Wade and Mic exchanged a look that Lillian wasn’t sure about. “I was an honest rancher once,” Wade said.
“I’m still a rancher,” Mic added, “who decided that kidnapping beautiful women would be fun. You happen to be the first.”
Wade snorted and stood to put out the fire. “And the last.”
Mic nodded in agreement and stood to saddle his horse.
She waited for a moment before asking Wade, “Will you two let me go when Charles Gray pays the ransom?”

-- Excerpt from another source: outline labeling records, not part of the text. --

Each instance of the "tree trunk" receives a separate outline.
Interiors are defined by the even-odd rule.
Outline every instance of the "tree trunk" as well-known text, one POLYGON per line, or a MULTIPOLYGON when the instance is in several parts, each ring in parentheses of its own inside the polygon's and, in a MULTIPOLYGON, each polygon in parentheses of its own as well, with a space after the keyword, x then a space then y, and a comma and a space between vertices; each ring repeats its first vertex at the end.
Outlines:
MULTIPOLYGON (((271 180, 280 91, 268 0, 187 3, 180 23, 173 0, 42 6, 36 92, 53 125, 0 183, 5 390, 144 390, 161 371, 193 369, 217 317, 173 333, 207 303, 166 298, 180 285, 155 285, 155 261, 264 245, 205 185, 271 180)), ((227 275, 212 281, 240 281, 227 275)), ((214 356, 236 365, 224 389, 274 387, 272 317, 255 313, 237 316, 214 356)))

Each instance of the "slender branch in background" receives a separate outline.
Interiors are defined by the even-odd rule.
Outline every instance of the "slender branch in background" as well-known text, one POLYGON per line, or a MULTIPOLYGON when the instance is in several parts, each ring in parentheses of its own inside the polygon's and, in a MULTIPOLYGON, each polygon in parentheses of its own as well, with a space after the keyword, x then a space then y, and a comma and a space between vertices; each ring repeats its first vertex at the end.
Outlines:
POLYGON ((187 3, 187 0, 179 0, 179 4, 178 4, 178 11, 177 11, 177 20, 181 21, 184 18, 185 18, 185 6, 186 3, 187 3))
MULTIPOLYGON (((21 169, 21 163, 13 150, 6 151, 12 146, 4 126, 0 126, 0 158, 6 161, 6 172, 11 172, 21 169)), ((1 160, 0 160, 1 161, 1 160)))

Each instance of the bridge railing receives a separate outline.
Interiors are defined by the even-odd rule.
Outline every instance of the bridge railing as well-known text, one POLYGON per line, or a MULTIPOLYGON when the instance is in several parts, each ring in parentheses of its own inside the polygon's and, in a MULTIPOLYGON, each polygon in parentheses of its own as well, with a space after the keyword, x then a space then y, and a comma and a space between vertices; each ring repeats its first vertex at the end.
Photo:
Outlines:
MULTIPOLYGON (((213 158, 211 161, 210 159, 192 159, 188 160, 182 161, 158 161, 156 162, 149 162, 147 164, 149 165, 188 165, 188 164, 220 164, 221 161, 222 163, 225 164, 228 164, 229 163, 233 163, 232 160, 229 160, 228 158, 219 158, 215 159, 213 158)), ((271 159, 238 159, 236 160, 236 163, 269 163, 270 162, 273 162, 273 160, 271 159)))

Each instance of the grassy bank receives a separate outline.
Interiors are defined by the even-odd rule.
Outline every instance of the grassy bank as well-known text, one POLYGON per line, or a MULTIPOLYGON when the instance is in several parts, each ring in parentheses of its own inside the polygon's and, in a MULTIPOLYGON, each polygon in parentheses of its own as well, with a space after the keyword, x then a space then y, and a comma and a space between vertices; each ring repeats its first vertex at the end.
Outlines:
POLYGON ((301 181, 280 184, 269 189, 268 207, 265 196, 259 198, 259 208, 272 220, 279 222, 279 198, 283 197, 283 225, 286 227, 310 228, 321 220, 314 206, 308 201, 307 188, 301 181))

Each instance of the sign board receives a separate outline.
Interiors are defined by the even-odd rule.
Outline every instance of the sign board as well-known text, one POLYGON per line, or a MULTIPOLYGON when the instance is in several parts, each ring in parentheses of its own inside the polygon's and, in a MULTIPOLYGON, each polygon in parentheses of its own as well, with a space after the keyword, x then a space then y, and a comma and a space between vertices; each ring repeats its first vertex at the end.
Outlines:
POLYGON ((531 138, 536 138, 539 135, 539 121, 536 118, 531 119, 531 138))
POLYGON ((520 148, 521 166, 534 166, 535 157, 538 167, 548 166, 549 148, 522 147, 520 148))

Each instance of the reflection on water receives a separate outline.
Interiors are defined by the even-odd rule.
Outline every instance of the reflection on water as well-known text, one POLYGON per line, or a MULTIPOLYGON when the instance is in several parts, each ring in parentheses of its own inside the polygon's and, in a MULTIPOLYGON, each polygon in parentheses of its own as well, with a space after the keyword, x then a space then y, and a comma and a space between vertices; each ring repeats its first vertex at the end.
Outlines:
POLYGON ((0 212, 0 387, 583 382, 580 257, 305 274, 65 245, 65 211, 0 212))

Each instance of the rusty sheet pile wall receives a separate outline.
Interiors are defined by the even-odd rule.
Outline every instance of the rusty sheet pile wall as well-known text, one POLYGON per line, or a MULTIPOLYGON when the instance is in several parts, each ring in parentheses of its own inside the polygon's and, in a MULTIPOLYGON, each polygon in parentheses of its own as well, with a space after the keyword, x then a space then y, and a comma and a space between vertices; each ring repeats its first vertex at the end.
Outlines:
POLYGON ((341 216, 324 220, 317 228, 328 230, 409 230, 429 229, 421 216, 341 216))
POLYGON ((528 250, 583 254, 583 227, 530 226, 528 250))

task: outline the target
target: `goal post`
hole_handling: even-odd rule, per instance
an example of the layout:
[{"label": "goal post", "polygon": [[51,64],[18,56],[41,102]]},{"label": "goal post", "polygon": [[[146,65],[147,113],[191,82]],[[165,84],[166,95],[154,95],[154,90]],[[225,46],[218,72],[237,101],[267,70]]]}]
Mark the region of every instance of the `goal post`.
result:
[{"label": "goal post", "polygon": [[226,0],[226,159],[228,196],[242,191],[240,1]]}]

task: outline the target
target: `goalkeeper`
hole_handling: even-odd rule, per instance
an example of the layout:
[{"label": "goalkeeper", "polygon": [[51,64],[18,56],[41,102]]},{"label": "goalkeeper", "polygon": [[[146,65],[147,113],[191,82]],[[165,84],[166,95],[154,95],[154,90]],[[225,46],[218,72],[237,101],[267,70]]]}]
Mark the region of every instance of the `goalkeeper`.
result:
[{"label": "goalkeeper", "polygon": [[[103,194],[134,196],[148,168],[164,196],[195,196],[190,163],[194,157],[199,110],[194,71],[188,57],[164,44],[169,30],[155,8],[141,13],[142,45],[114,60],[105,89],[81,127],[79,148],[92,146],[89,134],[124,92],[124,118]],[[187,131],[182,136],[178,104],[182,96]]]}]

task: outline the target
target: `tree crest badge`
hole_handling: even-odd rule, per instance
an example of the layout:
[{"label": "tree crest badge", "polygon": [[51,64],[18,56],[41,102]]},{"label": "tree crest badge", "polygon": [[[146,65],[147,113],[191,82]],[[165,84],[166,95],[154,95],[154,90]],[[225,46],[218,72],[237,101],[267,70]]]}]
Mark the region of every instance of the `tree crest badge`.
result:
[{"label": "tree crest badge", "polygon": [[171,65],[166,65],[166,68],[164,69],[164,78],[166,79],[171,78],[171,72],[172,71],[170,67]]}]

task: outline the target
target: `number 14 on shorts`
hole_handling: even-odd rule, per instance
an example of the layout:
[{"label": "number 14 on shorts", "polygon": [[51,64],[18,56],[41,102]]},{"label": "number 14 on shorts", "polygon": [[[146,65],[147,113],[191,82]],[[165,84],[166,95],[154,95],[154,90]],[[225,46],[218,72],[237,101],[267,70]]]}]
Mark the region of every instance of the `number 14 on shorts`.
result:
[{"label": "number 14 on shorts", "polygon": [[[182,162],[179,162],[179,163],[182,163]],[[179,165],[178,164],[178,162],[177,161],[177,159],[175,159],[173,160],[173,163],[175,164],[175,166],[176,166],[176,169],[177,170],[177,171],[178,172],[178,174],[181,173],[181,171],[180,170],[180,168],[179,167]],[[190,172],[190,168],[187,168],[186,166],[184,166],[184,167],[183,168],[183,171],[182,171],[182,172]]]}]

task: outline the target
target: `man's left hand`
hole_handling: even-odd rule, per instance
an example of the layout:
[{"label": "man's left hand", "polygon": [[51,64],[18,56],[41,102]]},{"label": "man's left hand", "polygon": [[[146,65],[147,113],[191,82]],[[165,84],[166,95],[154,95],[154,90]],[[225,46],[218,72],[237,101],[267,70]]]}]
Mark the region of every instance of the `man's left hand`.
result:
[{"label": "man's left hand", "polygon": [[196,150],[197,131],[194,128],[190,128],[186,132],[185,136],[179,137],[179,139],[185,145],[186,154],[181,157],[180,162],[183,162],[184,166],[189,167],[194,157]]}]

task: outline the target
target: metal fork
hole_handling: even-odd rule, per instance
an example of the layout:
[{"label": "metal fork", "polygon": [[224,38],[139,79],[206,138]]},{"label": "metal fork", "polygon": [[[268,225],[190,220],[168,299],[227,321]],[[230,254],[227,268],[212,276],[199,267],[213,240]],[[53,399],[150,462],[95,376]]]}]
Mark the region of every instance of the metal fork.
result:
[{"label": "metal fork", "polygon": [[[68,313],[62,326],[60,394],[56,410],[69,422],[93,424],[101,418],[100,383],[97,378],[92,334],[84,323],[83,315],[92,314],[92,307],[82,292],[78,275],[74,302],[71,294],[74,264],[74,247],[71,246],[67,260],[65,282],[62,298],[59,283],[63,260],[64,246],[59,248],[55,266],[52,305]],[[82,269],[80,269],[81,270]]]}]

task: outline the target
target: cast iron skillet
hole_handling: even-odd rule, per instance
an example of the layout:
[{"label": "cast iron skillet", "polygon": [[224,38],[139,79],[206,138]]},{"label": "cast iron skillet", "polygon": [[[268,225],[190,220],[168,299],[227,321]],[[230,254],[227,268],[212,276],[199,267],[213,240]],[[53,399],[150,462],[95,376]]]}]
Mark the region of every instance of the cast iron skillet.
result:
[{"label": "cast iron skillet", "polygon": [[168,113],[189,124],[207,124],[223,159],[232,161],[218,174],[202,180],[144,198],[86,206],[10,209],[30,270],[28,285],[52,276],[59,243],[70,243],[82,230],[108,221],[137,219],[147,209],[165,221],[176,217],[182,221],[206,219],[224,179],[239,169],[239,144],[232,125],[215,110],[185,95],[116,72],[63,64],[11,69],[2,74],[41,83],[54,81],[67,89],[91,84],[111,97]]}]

He frowned. “Why would we keep you?”
She clenched her lips together and rose to her feet, careful so she couldn’t trip in her hurry to get away from him and his rude answer. Her cheeks burned with anger even as tears filled her eyes, but she refused to let him know his words bothered her. She hated him! She should have grabbed another lump of hair off his head, but she was weak and exhausted. She just didn’t have the fight in her today.
As soon as she turned her back to him and headed away from the camp and into the trees, she wiped her tears away. She should be relieved at his answer. At least they had no intention of keeping her. That meant she’d be with Charles soon, and the sooner she was with him, the sooner she could put this horrid experience behind her.
The snap of a twig was her only warning before Mic spoke, “Ignore Wade. He’s an angry little boy in a man’s body.”
She halted her steps and brushed more tears away. As much as she wanted to run off and escape this nightmare, another part of her needed someone—anyone—to say something kind to her. There was only so much she could bear before she gave up. And Robert had used that against her.
Mic touched her shoulder, bringing her thoughts back to the present. “Are you ready to go? Or do you need some time alone?”
Making sure there were no more telltale tears, she glanced at him. “Is he,” she nodded in Wade’s direction, “coming?”
“He’s gone ahead.”
“Alright. I’ll go with you, but I need to tend to something of a personal nature first.”
He nodded. “Don’t go far. I was serious last night about predators.” He reached out, brushing his thumb against her cheek. “Call me if you need anything.”
She blinked, surprised that he would show her such tenderness. Her face warmed, this time with pleasure, and she offered him a tentative smile. “Thank you.”
He touched his fingers to the brim of his hat and inclined his head. “Miss Christian.” He turned and walked away.
Feeling a little better about being kidnapped, she headed for the trees for some privacy.